The Details of the Question

- Is the 18th of Dhulhijjah, Ghadir Khumm, a valid feast day according to the sunnah?
- This is new information for me, because I have always heard of only Eid al-Fitr and Eid al-Adha.
- Those who celebrate Eid al-Ghadir report the following hadith as proof of that it is sound: “Abu Abdullah [Imam Jafar bin Muhammad as-Sadiq] said: When the Day of Judgement comes, four days shall hasten towards Allah, the Noble and Grand, just as a bride hastens towards her bridal chamber: the day of al-Fitr, the day of al-Adha, the day of al-Jumu'ah, and the day of Ghadir Khumm.” [Forty Ahadith on Ghadir, Mahmud Sharifi]
- I’m a little confused. Is the Eid al-Ghadir a sound holiday or is it bid’ah?
- Is this hadith sound, weak or fabricated?
- And is Eid al-Adha a legitimate and valid feast day?

The Answer

Dear Brother / Sister,

According to the Sunnah, Muslims have annual Eid al-Fitr and Eid al-Adha and weekly Friday as feast days.

When the Messenger of Allah (pbuh) migrated to Madinah, the people of Madinah used to have two feast days when they enjoyed and had fun. The Prophet (pbuh) informed them of two feast days of Islam, when all Muslims would enjoy and have fun, instead of those feast days, which were peculiar to the people of Madinah and included the traces of Ignorance (Jahiliyya):

“Allah has given you better ones, Eid al-Fitr and Eid al-Adha, instead of those two feast days you celebrate.” (Abu Dawud, Salah, 239)

“Indeed, today (Friday) is a feast day that Allah set aside for Muslims. Anyone to go to mosque on Friday should have a bath and wear perfume if he has; I also recommend you to use a miswak.” (Ibn Majah, Iqamatus-Salah, 83)

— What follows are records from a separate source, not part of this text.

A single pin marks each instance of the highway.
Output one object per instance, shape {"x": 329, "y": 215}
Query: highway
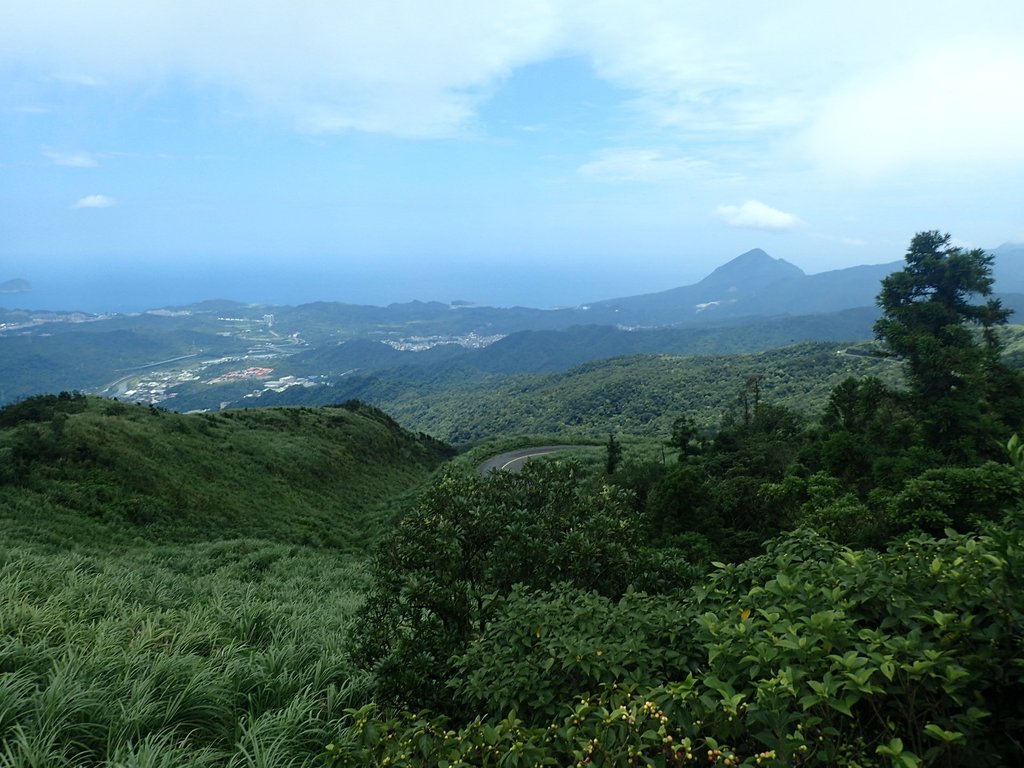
{"x": 514, "y": 460}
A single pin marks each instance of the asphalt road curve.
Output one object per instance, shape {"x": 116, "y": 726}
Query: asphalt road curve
{"x": 514, "y": 460}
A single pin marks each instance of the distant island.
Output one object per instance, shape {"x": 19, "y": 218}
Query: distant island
{"x": 15, "y": 286}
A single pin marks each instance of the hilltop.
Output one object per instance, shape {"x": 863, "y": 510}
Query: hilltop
{"x": 81, "y": 469}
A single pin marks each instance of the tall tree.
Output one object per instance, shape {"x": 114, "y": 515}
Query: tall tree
{"x": 933, "y": 320}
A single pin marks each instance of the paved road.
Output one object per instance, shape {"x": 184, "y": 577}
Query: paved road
{"x": 514, "y": 460}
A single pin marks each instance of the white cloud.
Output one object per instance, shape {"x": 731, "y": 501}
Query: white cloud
{"x": 77, "y": 78}
{"x": 691, "y": 70}
{"x": 755, "y": 215}
{"x": 95, "y": 201}
{"x": 642, "y": 165}
{"x": 945, "y": 111}
{"x": 72, "y": 159}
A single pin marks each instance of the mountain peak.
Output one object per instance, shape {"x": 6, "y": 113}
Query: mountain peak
{"x": 755, "y": 266}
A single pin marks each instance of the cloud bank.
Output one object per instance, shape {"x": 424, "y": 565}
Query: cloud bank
{"x": 95, "y": 201}
{"x": 756, "y": 215}
{"x": 835, "y": 85}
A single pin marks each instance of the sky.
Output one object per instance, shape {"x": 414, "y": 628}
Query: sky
{"x": 525, "y": 152}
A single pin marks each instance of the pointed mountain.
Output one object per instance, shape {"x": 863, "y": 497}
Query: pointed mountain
{"x": 749, "y": 269}
{"x": 724, "y": 292}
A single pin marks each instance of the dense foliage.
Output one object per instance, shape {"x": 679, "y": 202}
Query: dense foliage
{"x": 829, "y": 585}
{"x": 73, "y": 467}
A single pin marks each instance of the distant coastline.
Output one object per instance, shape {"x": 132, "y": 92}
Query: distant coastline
{"x": 15, "y": 286}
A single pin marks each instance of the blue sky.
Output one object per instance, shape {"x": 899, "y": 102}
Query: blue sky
{"x": 493, "y": 151}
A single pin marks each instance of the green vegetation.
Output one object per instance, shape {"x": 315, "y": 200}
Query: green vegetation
{"x": 328, "y": 477}
{"x": 758, "y": 582}
{"x": 638, "y": 395}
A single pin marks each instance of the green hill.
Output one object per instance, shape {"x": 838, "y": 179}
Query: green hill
{"x": 75, "y": 469}
{"x": 639, "y": 395}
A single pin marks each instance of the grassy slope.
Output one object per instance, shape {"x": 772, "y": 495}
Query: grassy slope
{"x": 115, "y": 472}
{"x": 158, "y": 603}
{"x": 639, "y": 395}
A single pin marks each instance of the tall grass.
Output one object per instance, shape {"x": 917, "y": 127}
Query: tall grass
{"x": 222, "y": 653}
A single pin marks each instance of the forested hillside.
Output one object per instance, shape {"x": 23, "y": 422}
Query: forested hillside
{"x": 784, "y": 585}
{"x": 638, "y": 395}
{"x": 78, "y": 469}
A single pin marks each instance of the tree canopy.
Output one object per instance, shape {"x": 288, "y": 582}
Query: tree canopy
{"x": 934, "y": 320}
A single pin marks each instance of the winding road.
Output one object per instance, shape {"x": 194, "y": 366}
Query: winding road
{"x": 514, "y": 460}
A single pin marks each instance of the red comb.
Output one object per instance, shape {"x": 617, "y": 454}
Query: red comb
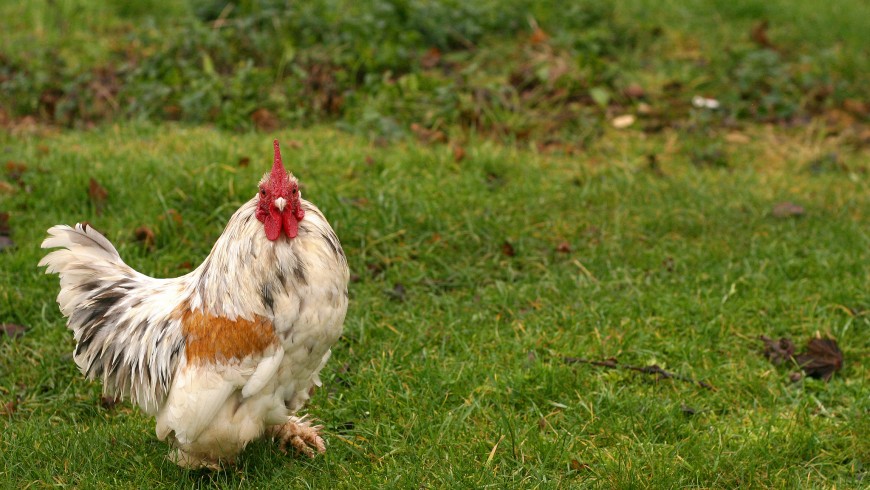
{"x": 278, "y": 175}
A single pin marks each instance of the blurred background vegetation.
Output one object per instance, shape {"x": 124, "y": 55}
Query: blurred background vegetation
{"x": 517, "y": 70}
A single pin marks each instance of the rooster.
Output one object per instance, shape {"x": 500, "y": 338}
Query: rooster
{"x": 227, "y": 353}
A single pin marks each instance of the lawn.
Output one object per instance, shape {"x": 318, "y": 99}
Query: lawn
{"x": 489, "y": 249}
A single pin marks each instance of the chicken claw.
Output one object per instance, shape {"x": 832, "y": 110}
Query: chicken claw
{"x": 299, "y": 432}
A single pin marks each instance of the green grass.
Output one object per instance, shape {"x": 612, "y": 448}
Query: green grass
{"x": 555, "y": 236}
{"x": 462, "y": 382}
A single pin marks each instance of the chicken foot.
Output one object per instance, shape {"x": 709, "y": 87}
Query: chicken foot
{"x": 299, "y": 433}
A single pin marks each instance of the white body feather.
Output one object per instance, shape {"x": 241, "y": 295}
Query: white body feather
{"x": 130, "y": 335}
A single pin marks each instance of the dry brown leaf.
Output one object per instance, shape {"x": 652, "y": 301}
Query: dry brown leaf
{"x": 623, "y": 121}
{"x": 758, "y": 34}
{"x": 821, "y": 359}
{"x": 426, "y": 135}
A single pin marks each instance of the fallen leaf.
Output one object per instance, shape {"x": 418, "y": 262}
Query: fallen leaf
{"x": 634, "y": 91}
{"x": 778, "y": 351}
{"x": 98, "y": 195}
{"x": 427, "y": 135}
{"x": 821, "y": 359}
{"x": 787, "y": 210}
{"x": 856, "y": 107}
{"x": 705, "y": 102}
{"x": 507, "y": 249}
{"x": 145, "y": 235}
{"x": 12, "y": 330}
{"x": 623, "y": 121}
{"x": 758, "y": 34}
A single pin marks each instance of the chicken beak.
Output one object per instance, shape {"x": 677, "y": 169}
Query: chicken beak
{"x": 280, "y": 203}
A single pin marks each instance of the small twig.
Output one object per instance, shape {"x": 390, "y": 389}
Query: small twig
{"x": 612, "y": 363}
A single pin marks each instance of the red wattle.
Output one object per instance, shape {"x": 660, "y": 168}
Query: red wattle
{"x": 291, "y": 224}
{"x": 273, "y": 226}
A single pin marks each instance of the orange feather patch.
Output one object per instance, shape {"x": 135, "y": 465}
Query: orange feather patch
{"x": 211, "y": 339}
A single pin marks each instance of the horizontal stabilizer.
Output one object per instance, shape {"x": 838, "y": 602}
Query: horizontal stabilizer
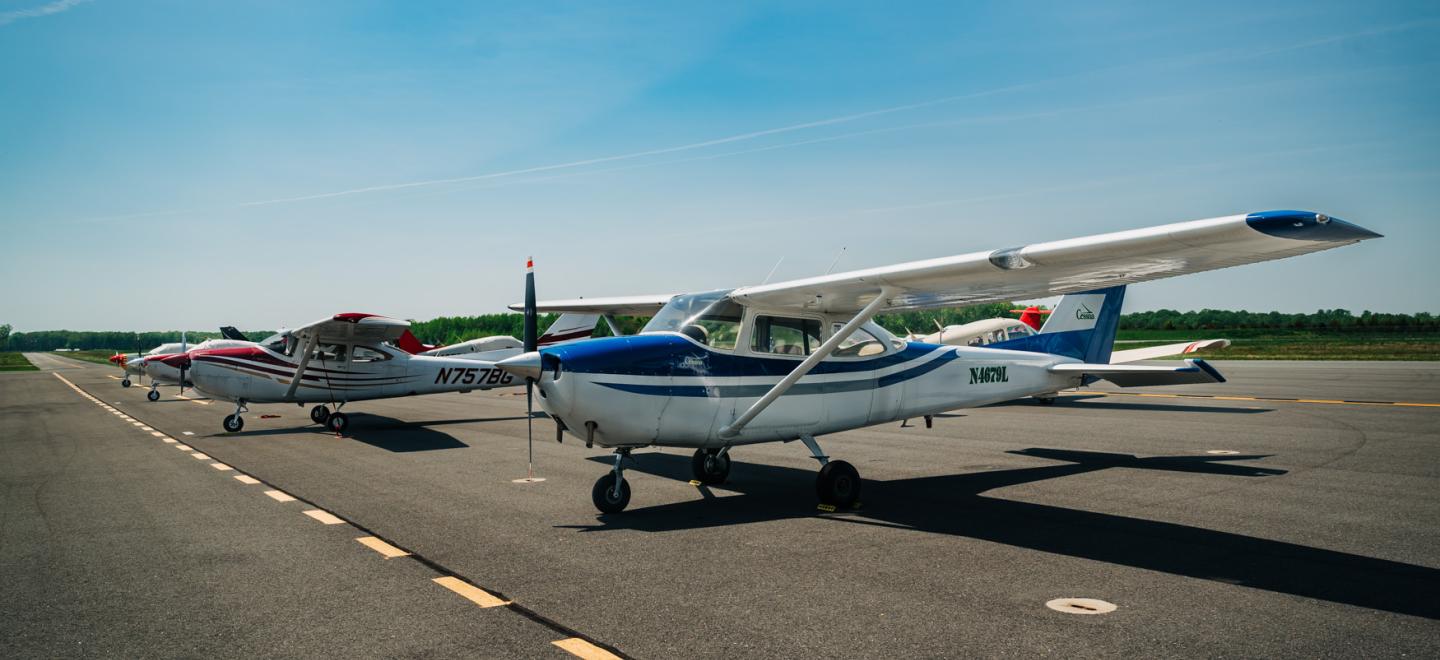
{"x": 1145, "y": 375}
{"x": 1155, "y": 352}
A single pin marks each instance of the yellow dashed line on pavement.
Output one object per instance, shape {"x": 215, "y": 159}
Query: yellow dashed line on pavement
{"x": 579, "y": 647}
{"x": 324, "y": 516}
{"x": 470, "y": 592}
{"x": 386, "y": 549}
{"x": 1266, "y": 399}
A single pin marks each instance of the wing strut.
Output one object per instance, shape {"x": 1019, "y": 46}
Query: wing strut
{"x": 304, "y": 360}
{"x": 825, "y": 349}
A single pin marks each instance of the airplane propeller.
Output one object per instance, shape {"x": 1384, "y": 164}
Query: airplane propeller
{"x": 530, "y": 339}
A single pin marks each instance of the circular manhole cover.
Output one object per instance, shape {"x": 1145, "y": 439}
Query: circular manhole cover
{"x": 1080, "y": 605}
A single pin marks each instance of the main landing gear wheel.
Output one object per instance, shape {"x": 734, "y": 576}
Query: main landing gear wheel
{"x": 609, "y": 499}
{"x": 838, "y": 484}
{"x": 710, "y": 466}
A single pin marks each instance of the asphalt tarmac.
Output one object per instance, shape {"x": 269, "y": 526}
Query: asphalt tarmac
{"x": 1292, "y": 512}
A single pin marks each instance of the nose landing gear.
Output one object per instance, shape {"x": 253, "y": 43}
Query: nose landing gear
{"x": 838, "y": 482}
{"x": 611, "y": 492}
{"x": 710, "y": 467}
{"x": 235, "y": 422}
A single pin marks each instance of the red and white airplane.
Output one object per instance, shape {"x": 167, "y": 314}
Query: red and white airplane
{"x": 353, "y": 358}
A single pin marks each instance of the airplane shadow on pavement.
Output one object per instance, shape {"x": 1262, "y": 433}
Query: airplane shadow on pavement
{"x": 956, "y": 505}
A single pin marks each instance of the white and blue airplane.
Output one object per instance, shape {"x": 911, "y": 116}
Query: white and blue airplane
{"x": 799, "y": 359}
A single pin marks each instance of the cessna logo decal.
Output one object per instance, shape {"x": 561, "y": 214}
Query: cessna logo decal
{"x": 473, "y": 376}
{"x": 988, "y": 375}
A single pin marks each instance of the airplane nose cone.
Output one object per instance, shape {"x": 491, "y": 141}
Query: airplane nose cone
{"x": 523, "y": 365}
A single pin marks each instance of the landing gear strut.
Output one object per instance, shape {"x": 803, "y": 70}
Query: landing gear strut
{"x": 838, "y": 482}
{"x": 710, "y": 467}
{"x": 611, "y": 492}
{"x": 235, "y": 422}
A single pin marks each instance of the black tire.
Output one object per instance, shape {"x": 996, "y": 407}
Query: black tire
{"x": 710, "y": 466}
{"x": 838, "y": 484}
{"x": 604, "y": 495}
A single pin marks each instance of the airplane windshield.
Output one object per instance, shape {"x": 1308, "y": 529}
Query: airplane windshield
{"x": 710, "y": 319}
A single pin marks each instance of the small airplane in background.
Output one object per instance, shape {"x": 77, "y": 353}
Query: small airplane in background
{"x": 352, "y": 358}
{"x": 798, "y": 359}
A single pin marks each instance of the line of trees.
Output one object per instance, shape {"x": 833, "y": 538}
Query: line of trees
{"x": 454, "y": 329}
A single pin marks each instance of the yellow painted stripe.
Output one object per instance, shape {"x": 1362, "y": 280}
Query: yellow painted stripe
{"x": 389, "y": 551}
{"x": 579, "y": 647}
{"x": 471, "y": 592}
{"x": 324, "y": 516}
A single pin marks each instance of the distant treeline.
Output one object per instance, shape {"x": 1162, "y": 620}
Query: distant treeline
{"x": 454, "y": 329}
{"x": 1342, "y": 320}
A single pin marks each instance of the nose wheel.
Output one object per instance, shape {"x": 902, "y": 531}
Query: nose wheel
{"x": 710, "y": 467}
{"x": 838, "y": 482}
{"x": 611, "y": 492}
{"x": 320, "y": 415}
{"x": 235, "y": 422}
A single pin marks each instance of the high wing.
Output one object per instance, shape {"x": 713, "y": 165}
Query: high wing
{"x": 1060, "y": 267}
{"x": 353, "y": 327}
{"x": 614, "y": 306}
{"x": 1154, "y": 352}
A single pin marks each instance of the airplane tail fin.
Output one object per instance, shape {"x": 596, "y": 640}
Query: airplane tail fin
{"x": 1082, "y": 326}
{"x": 569, "y": 327}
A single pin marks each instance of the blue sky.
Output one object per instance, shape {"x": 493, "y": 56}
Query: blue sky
{"x": 189, "y": 165}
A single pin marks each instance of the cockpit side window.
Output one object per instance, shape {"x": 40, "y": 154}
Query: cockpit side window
{"x": 367, "y": 353}
{"x": 860, "y": 343}
{"x": 785, "y": 336}
{"x": 330, "y": 353}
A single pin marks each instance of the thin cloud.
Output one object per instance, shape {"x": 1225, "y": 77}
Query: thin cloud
{"x": 6, "y": 18}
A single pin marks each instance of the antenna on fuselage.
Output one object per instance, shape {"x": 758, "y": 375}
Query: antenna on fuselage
{"x": 774, "y": 268}
{"x": 835, "y": 260}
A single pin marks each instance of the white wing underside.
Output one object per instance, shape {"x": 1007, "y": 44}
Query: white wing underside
{"x": 1030, "y": 271}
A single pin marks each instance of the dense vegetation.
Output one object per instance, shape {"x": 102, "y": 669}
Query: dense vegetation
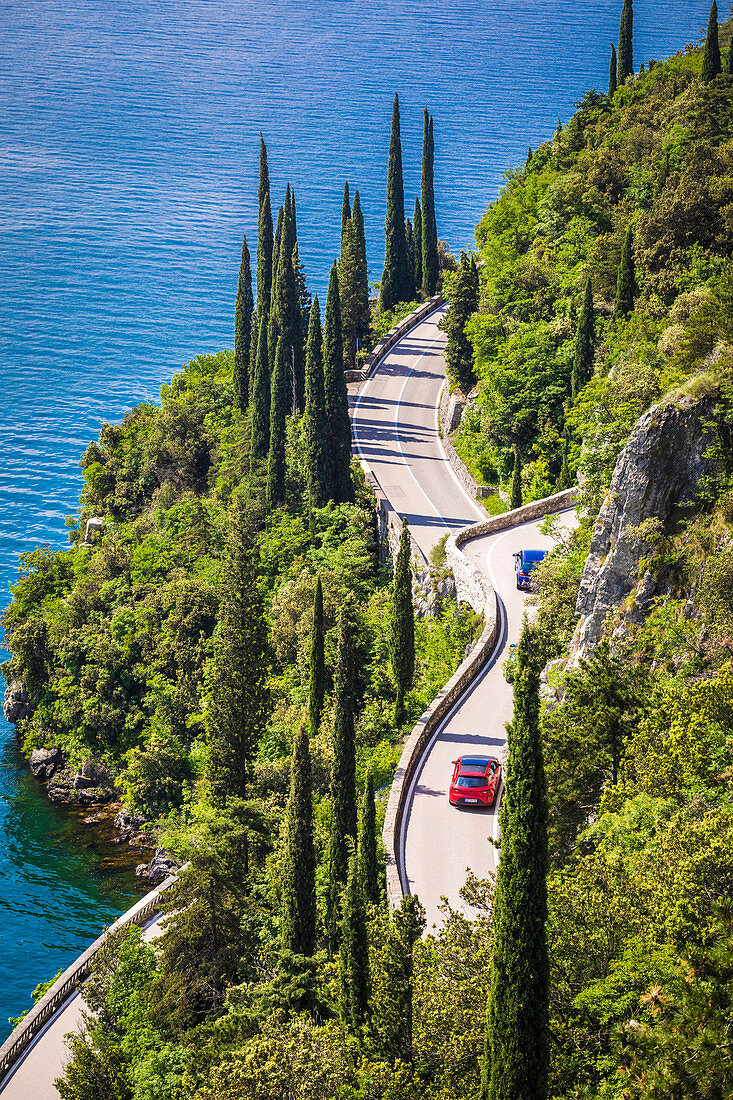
{"x": 602, "y": 283}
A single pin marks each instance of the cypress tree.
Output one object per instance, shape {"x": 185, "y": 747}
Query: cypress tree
{"x": 343, "y": 777}
{"x": 317, "y": 684}
{"x": 349, "y": 293}
{"x": 315, "y": 427}
{"x": 625, "y": 43}
{"x": 353, "y": 968}
{"x": 369, "y": 871}
{"x": 239, "y": 701}
{"x": 625, "y": 278}
{"x": 409, "y": 241}
{"x": 391, "y": 1010}
{"x": 264, "y": 174}
{"x": 582, "y": 362}
{"x": 515, "y": 498}
{"x": 279, "y": 410}
{"x": 711, "y": 66}
{"x": 395, "y": 278}
{"x": 362, "y": 283}
{"x": 346, "y": 208}
{"x": 402, "y": 625}
{"x": 264, "y": 257}
{"x": 463, "y": 303}
{"x": 298, "y": 901}
{"x": 243, "y": 329}
{"x": 417, "y": 233}
{"x": 517, "y": 1035}
{"x": 430, "y": 271}
{"x": 336, "y": 397}
{"x": 260, "y": 443}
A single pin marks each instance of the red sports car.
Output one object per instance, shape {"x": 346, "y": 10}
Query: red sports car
{"x": 476, "y": 781}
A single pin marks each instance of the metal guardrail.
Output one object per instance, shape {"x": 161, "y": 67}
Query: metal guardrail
{"x": 70, "y": 979}
{"x": 387, "y": 342}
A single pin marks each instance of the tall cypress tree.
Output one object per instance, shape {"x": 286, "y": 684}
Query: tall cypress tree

However, according to the Sunnah, Muslims do not have Ghadir Khumm feast day.

Ghadir Khumm is a feast day celebrated with enthusiasm by the Shiite world on 18 Dhulhijjah. Muizzuddawlah Ahmad b. Buwayh of Buwayhids declared this day as an official holiday in 352 H (963 AD) in Iraq, ad Muiz-Lidinillah of Fatimids in Egypt in 362 H (973 AD). 18 Dhulhijjah is still celebrated by the people in Iran today by stabbing three honey-filled buns, each representing Abu Bakr, Umar and Uthman. According to them, honey symbolizes the blood of the three caliphs. 18 Dhulhijjah is also considered an extremely important feast day by Nusayris. (L. Veccia Vaglieri, “Ghadir Khumm“, EI2 [Eng.], II, 993-994)

To sum up, celebrating Gadir Khumm is a bid’ah and it is against our belief.